Tracking young of the year gray seals Halichoerus grypus to estimate fishery encounter risk

Kimberly Murray*, Joshua Hatch, Robert A. DiGiovanni Jr, Elizabeth Josephson

*Corresponding author:

ABSTRACT: The current level of annual incidental bycatch of gray seals (Halichoerus grypus) in the New England sink gillnet fishery is the highest for all marine mammal species in the United States. One way to evaluate the risk of bycatch is to examine the risk of encounter between an animal and fishing gear based on the animal’s habitat use in relation to fishing activity. Here we used satellite telemetry deployed on 30 gray seal pups in 2019 and 2020 to measure the risk of encounter with large mesh sink gillnet fishing effort throughout the Gulf of Maine and southern New England.
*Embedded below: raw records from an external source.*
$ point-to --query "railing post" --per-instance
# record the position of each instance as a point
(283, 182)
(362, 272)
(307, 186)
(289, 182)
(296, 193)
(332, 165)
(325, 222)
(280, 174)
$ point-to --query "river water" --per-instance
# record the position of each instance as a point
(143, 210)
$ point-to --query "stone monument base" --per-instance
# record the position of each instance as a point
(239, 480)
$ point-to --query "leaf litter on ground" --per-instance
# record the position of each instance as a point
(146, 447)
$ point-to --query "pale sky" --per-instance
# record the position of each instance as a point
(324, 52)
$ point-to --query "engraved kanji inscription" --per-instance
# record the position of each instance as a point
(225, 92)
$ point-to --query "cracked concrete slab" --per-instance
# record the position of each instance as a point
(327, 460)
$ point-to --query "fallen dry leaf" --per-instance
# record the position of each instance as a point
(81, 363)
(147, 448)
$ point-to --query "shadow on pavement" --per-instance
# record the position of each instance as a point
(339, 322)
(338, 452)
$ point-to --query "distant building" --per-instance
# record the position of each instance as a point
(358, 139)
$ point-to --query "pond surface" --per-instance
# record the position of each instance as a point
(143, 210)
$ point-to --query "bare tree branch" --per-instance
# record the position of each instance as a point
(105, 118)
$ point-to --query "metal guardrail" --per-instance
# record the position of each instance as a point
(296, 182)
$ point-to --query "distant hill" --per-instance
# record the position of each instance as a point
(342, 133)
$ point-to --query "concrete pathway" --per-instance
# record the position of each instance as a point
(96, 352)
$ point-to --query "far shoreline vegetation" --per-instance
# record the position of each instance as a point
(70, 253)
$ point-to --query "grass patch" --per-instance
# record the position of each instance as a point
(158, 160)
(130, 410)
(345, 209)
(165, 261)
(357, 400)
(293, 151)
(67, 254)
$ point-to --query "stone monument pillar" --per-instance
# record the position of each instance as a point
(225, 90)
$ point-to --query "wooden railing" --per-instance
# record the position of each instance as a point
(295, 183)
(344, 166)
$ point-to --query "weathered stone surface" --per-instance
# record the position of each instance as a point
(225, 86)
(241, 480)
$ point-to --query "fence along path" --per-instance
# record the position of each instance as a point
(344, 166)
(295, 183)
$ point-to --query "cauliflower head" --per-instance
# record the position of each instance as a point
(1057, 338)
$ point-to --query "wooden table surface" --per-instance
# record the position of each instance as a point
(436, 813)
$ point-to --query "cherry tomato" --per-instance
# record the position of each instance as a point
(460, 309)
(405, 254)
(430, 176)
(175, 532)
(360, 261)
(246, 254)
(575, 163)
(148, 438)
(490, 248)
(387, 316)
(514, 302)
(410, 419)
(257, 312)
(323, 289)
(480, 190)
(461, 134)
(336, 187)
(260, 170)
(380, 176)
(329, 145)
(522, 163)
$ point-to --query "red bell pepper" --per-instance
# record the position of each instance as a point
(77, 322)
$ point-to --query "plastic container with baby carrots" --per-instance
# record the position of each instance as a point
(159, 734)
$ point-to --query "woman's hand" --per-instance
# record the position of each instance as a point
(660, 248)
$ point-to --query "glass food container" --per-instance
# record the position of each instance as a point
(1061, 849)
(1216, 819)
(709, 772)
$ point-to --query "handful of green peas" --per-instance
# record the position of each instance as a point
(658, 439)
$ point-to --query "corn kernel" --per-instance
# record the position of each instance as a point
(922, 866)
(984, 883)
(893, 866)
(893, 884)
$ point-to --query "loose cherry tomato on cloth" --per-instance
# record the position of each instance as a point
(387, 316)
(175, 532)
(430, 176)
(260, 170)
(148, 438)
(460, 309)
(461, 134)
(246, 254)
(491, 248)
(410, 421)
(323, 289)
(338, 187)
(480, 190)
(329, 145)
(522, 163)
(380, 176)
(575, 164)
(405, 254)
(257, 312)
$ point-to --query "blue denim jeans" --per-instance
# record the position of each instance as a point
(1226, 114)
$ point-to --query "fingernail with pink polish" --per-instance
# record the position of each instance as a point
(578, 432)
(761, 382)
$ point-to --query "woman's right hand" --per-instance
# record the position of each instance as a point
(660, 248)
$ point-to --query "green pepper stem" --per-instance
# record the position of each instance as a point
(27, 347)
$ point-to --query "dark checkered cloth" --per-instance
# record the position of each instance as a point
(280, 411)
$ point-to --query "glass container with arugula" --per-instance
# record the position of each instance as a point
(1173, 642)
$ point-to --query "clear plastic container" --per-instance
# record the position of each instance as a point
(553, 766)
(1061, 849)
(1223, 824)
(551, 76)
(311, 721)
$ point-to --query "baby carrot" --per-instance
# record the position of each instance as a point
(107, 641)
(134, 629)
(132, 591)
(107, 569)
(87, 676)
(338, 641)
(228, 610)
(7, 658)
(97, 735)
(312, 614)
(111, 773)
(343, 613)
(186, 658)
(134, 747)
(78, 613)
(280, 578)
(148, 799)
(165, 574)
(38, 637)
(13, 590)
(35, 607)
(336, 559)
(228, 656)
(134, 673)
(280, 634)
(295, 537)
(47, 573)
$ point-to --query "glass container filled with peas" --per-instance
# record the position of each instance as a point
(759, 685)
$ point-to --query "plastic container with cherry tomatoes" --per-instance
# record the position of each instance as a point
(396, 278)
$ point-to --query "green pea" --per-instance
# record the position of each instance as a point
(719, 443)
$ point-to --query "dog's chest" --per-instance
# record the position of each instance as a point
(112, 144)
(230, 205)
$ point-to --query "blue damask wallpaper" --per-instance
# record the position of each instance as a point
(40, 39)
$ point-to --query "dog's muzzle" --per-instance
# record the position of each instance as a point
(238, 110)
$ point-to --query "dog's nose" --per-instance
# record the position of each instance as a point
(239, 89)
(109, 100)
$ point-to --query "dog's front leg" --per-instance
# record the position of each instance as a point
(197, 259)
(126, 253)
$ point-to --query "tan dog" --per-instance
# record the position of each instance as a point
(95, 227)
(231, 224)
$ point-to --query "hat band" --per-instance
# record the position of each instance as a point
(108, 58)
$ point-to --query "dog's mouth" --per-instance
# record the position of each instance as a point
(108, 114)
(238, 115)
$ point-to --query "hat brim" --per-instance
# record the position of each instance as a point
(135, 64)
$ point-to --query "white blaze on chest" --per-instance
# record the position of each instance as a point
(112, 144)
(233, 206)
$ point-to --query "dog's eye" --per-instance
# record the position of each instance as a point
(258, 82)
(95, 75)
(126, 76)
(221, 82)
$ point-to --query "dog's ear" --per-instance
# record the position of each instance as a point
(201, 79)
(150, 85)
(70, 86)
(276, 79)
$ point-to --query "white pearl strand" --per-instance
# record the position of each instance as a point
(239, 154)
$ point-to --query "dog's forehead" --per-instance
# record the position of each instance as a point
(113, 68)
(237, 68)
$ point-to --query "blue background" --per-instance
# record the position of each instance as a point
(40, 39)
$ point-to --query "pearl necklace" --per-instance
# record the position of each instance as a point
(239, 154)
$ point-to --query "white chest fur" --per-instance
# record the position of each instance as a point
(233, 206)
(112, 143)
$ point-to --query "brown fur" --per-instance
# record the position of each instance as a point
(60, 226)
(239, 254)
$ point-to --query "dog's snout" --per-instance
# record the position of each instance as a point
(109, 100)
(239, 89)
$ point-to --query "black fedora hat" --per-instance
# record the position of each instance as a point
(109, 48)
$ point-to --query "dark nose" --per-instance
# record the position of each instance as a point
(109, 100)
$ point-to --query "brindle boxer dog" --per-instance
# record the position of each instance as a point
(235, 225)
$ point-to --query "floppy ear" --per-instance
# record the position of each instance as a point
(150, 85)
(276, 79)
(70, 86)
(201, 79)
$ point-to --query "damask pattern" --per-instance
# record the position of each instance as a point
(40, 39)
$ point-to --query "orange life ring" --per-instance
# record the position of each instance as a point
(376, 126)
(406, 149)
We estimated relative encounter risk within 30 minute grid cells in each calendar quarter based on the overlap of seal presence and fishing effort, and then validated the expected risk based on bycatch events reported by independent observers on board fishing vessels. The relative risk of seals encountering gillnet fishing gear was highest off southeastern Massachusetts in spring. Patterns in the estimated encounter risk fit our expectation that relatively higher levels of habitat use and fishing effort correspond to increased encounter risk. The approach taken here can be used to identify times and areas of high encounter risk to justify altered fishing practices for purposes of avoidance, or to target observer monitoring intended to characterize and quantify bycatch. Mitigation strategies will need to be continuously monitored and updated to incorporate new information as conflicts with fisheries and gray seals are likely to continue.